A deeper look at viewmastR

A Deeper Look at `viewmastR`

Before diving into how viewmastR works, let’s first set up the necessary environment and go through essential functions to streamline your training and analysis workflow.

1. Installing Rust

Before using viewmastR, you’ll need an updated installation of Rust, as it’s a core dependency. Follow the instructions on the official Rust installation page to set up Rust on your system.

2. Installing `viewmastR`

Once Rust is installed, you can install viewmastR directly from GitHub.

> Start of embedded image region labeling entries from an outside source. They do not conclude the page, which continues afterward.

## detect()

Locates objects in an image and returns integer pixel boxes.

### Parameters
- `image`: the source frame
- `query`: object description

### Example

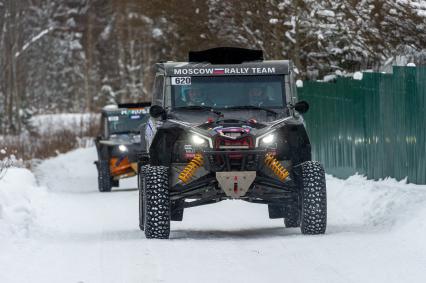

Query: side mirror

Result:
[294,100,309,114]
[149,105,166,118]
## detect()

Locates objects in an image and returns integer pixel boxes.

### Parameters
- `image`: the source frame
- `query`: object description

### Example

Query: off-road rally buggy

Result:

Ensure you have the devtools package installed, and then use the following command:

devtools::install_github("furlan-lab/viewmastR")

3. Viewing the Training History

viewmastR tracks key data during the training process, which can be accessed by setting the return_type parameter to "list". This returns: 1. The query object with predicted cell types. 2. The training results.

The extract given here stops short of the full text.